Tuesday, 31 May 2022

Fiddlers Green

Grief. It feels like a dirty word that sticks in the back of your throat when you say it. I have been thinking a lot about our grief journey recently. If you would have told me in the days after McKinley's passing that we would be where we are today, with two happy and healthy kids about to go to college and a strong marriage I wouldn't have believed you. Those first days just felt so impossible. 

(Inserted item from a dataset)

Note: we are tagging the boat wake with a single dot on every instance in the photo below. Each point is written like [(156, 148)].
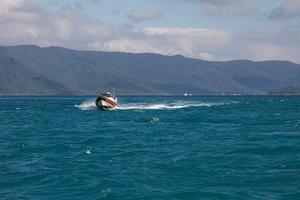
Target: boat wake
[(87, 105), (166, 106), (90, 105)]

One thing I get told a lot is that losing a child is the worst thing that someone can go through but grief isn't a competition. There is no worse or better grief. I would argue that a tragic loss, like suicide, is a bigger shock than a death that is expected and it may take longer to process and accept but a loss is still a loss expected or not. We need to stop telling ourselves that others have it worse and this was only my sibling or friend or parent and I'll be fine. Instead we need to say "I'm not ok" and "I need time to grieve this person I love". We need to give ourselves grace and ask others to do the same, the grieving process takes time and it is different for everyone. We have made it to this point with the love and support of our friends and family and by supporting each other. The four of us have a special bond after navigating this storm. We have shared tears and laughter and awkward moments and we are the only people that truly understand what it's like for the others. We have lived it together. We also have our three furry therapists to thank. We have cried on them and and held them tight in the bad times and they have kept us entertained with their shenanigans and been the light on the darkest of days. 

Grief changes as time goes on and we have learned to live our life without McKynley. The overwhelming sadness of those first days has eased. We have celebrated many holidays and birthdays without her now and while there are still sad moments our memories get us through. Her death has made us realize how short and precious our time is on this earth. We are coming up on the fifth year of McKynleys death this fall. She missed out on so much life and I always wonder what greatness she would have brought to this world. We thought of her when the girls picked out their grad dresses knowing she would have hated the princess styles and would have gone for something a little more edgy and red. She probably would have gone to college for something to do with animals or something in the art field like Lexie is taking. She may have even played college soccer. We will spend a lifetime wondering what could have been as we go trough all of these milestones with Alexis and Kennedy but we don't let that sadness take away from these moments. 

Grief Land is an ok place to visit now and then but you can't live there.